I’m playing some filter pruning tricks after training a model util convergence.
Firstly a model is trained with L1 regularization on BN weights.
Then I manually prune several kernels and BN parameters according to the BN weights:
conv.weight.data = conv.weight.data[pruned_index]
bn.weight.data = bn.weight.data[pruned_index]
bn.bias.data = bn.bias.data[pruned_index]
bn.running_mean.data = bn.running_mean.data[pruned_index]
bn.running_var.data = bn.running_var.data[pruned_index]
When I finetune the pruned model,
an error occured:
RuntimeError: Function CudnnBatchNormBackward returned an invalid gradient at index 1 - got [3] but expected shape compatible with [512]
Since the train -> prune -> finetune procedure is done in a single script, there
may be gradient information (shape of gradients and parameters) saved after training the model.
I think this is where this error comes from.

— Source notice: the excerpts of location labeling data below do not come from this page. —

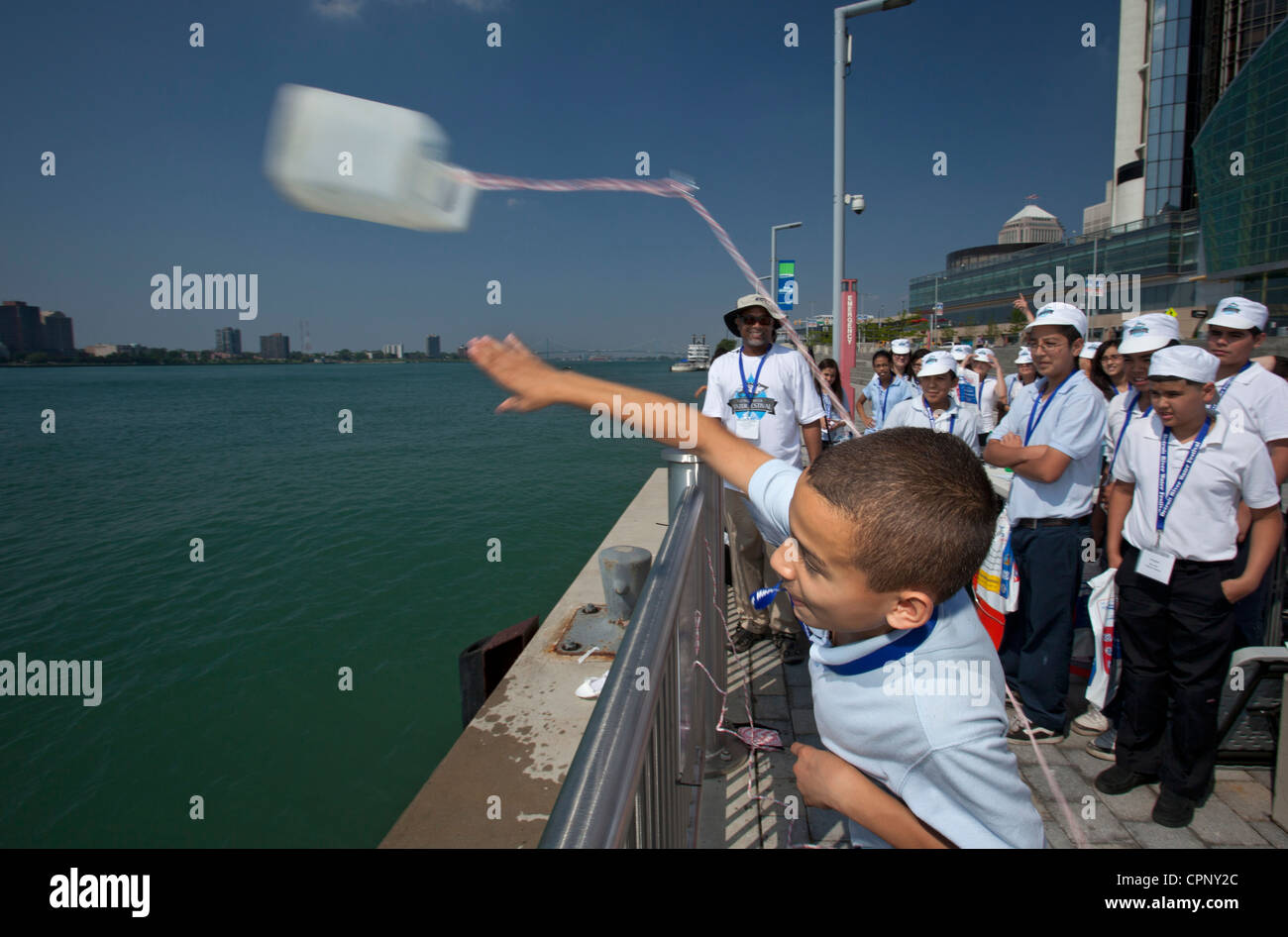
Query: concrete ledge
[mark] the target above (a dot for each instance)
(519, 746)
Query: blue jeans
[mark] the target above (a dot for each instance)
(1038, 639)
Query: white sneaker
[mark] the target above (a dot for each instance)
(1091, 722)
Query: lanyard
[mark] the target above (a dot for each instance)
(1131, 412)
(1039, 411)
(930, 416)
(885, 395)
(1231, 379)
(755, 379)
(1167, 498)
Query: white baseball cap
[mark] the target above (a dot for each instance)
(938, 364)
(1235, 312)
(1060, 314)
(1186, 362)
(1147, 332)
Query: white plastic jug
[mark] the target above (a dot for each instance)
(393, 174)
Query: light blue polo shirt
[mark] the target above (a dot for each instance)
(918, 712)
(884, 399)
(1072, 421)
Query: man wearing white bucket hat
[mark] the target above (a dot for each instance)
(763, 392)
(1051, 441)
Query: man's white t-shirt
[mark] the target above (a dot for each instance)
(782, 400)
(1262, 398)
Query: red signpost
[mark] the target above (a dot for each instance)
(844, 332)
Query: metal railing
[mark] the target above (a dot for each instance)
(636, 778)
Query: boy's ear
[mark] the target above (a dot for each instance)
(912, 609)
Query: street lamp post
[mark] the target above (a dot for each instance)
(838, 59)
(773, 254)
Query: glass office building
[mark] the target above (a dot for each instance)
(1240, 159)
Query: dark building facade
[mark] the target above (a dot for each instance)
(1240, 158)
(274, 345)
(56, 334)
(228, 340)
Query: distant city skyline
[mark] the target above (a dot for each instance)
(163, 167)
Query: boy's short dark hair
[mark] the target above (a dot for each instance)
(922, 507)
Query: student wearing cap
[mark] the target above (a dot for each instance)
(1141, 338)
(992, 390)
(1256, 400)
(1051, 439)
(765, 394)
(1087, 356)
(885, 390)
(833, 429)
(1179, 477)
(901, 353)
(935, 408)
(914, 365)
(1025, 374)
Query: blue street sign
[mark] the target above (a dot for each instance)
(787, 297)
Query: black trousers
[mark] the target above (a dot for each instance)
(1176, 644)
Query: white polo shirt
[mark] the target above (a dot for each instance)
(884, 399)
(1201, 524)
(1116, 417)
(1072, 421)
(1263, 399)
(918, 712)
(784, 399)
(961, 421)
(988, 404)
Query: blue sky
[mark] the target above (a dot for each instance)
(159, 152)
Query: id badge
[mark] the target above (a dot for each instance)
(1154, 566)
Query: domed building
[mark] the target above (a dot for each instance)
(1030, 226)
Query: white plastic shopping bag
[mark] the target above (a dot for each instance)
(1102, 605)
(997, 583)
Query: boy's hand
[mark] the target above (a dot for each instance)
(1234, 589)
(816, 772)
(510, 364)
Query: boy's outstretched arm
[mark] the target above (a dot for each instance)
(535, 385)
(827, 781)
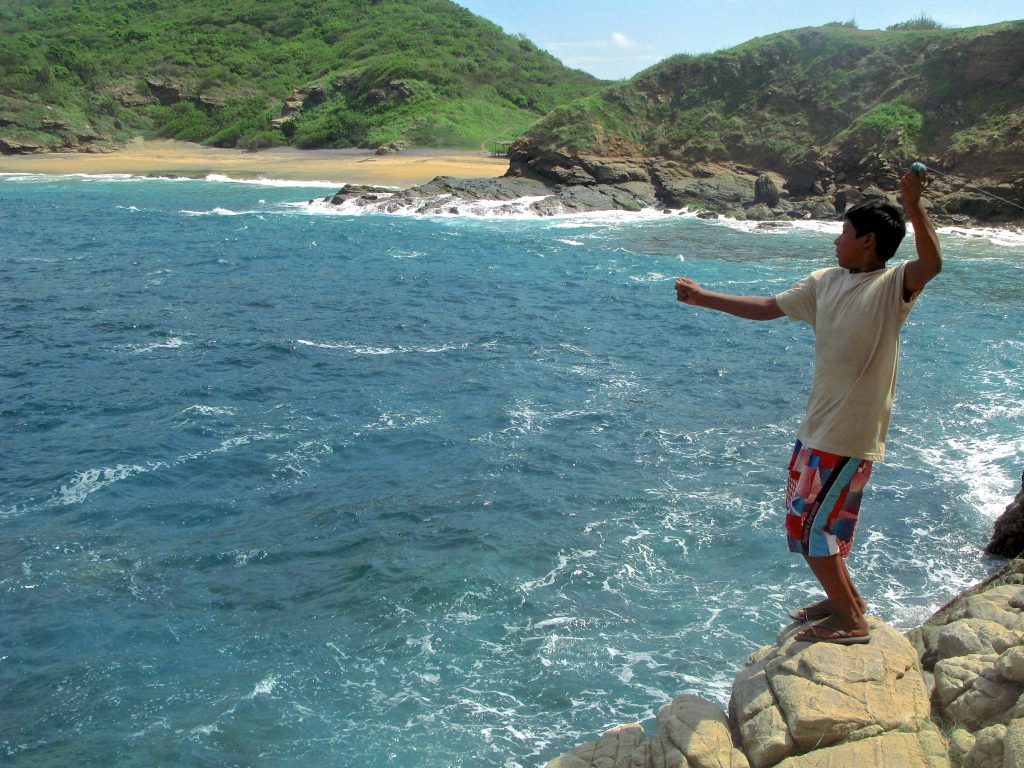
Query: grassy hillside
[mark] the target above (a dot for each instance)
(832, 91)
(354, 73)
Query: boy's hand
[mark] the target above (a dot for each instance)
(910, 186)
(688, 292)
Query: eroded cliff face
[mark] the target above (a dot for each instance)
(948, 694)
(834, 115)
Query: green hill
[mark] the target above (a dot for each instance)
(816, 104)
(256, 73)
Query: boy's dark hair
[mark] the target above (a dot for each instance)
(882, 218)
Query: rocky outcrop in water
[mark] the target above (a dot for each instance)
(948, 694)
(1008, 532)
(503, 196)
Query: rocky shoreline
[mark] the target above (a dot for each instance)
(573, 184)
(946, 694)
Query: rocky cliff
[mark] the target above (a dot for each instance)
(948, 694)
(794, 124)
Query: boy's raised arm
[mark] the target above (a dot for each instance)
(929, 261)
(749, 307)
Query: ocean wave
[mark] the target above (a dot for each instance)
(172, 342)
(366, 349)
(85, 483)
(219, 212)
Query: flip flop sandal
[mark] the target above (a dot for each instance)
(819, 634)
(809, 613)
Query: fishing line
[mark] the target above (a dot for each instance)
(920, 169)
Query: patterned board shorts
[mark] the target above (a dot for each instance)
(822, 501)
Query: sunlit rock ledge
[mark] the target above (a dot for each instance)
(947, 694)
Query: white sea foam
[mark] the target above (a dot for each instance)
(85, 483)
(217, 212)
(371, 350)
(209, 411)
(172, 342)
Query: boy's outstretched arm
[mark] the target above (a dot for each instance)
(749, 307)
(929, 261)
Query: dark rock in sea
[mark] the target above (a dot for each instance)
(823, 210)
(1008, 531)
(766, 190)
(364, 192)
(444, 194)
(760, 212)
(392, 146)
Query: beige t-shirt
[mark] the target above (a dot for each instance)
(856, 321)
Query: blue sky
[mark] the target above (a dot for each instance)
(615, 39)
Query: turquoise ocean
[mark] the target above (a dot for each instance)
(287, 485)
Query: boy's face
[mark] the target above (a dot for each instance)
(853, 253)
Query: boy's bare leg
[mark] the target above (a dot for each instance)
(826, 604)
(846, 602)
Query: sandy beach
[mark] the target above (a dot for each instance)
(167, 158)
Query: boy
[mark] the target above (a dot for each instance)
(856, 310)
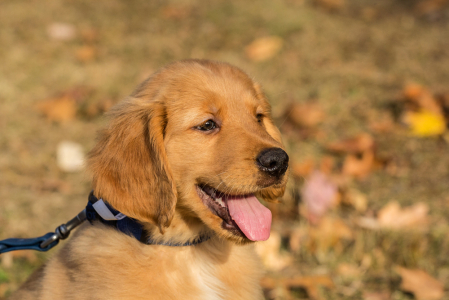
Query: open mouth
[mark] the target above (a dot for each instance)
(242, 215)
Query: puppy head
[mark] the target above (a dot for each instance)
(197, 137)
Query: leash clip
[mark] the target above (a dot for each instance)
(45, 242)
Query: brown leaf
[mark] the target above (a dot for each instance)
(264, 48)
(309, 283)
(328, 234)
(358, 167)
(356, 199)
(319, 194)
(305, 115)
(89, 35)
(176, 12)
(327, 164)
(85, 53)
(428, 7)
(421, 284)
(394, 217)
(348, 270)
(61, 31)
(331, 4)
(61, 109)
(376, 295)
(269, 252)
(425, 123)
(97, 108)
(421, 99)
(358, 144)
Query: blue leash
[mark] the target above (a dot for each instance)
(45, 242)
(120, 222)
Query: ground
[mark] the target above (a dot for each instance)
(352, 59)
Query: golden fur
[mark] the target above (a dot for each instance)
(147, 164)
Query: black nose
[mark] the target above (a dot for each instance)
(273, 161)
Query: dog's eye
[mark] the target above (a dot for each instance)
(208, 125)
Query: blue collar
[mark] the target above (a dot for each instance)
(98, 209)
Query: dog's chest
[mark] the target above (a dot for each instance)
(211, 286)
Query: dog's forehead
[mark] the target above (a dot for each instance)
(213, 93)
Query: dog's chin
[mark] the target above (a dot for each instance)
(219, 218)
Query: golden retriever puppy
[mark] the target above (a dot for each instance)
(185, 157)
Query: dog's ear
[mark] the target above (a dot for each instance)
(129, 163)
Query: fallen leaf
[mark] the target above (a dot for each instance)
(270, 253)
(85, 53)
(61, 31)
(376, 295)
(331, 4)
(421, 98)
(97, 108)
(328, 234)
(175, 12)
(421, 284)
(305, 115)
(358, 167)
(358, 144)
(356, 199)
(394, 217)
(264, 48)
(70, 156)
(425, 123)
(319, 195)
(348, 270)
(428, 7)
(59, 109)
(303, 169)
(89, 35)
(310, 283)
(327, 164)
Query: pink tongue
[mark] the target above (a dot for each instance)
(251, 216)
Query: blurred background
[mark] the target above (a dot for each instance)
(360, 90)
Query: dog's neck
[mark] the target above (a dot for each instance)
(182, 232)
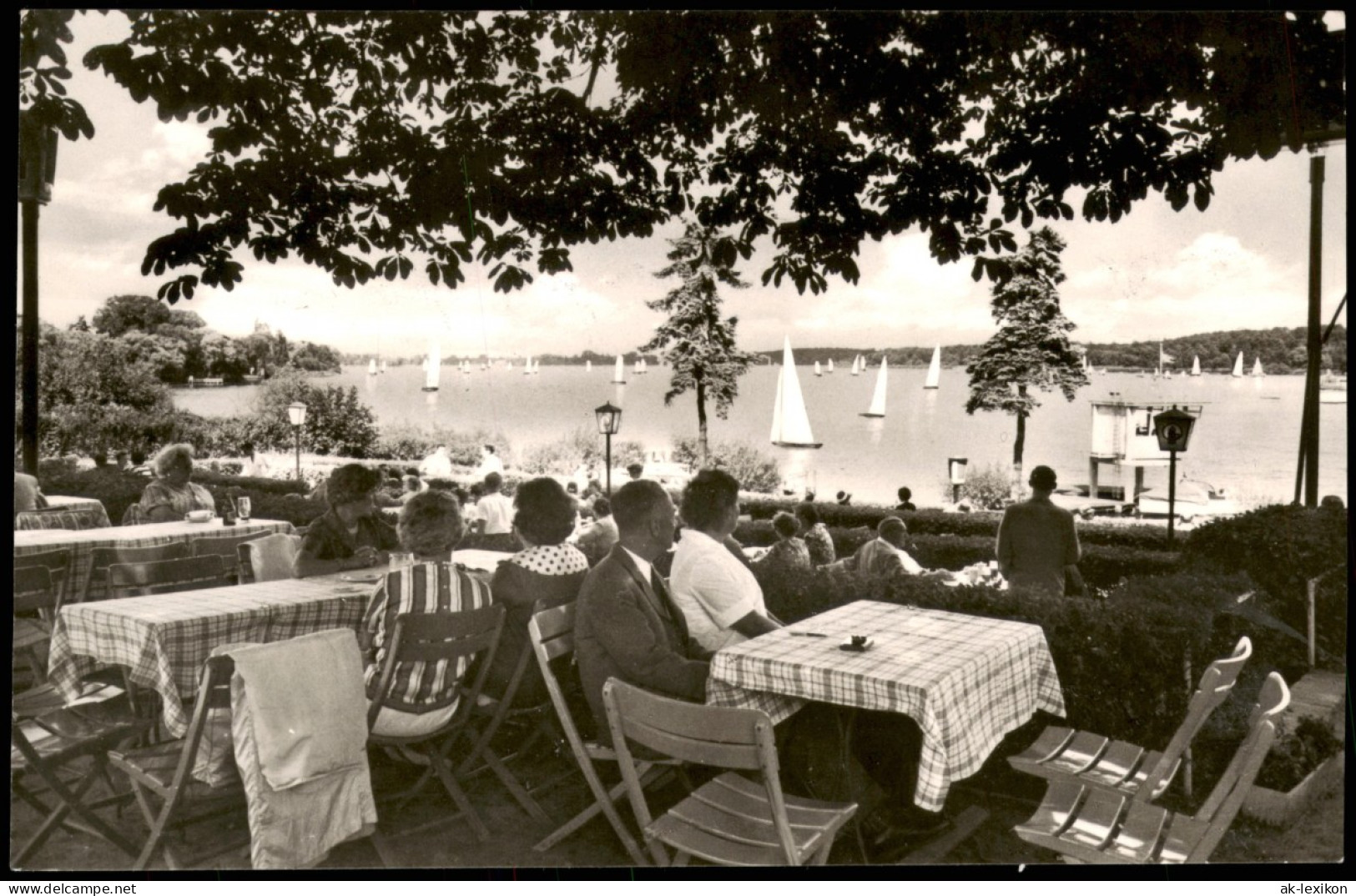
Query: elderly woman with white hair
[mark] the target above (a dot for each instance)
(169, 496)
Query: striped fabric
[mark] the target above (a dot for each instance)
(429, 587)
(967, 681)
(163, 640)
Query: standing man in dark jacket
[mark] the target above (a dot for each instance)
(627, 625)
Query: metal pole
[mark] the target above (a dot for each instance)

Currently I solve this problem by saving the model parameters to checkpoint.pth
and then reload a new model from checkpoint, so that the gradient information is cleared:
model = resnet18()
# train model
train_model(model)
# save checkpoint
torch.save(model.state_dict(), "checkpoint.pth")
# reload
model = resnet18()
model.load_state_dict(torch.load("checkpoint"))
# prune
prune_model(model)
# finetune
finetune(model)
So is there any way to easily remove all gradient information?
My current solution is not somehow elegant.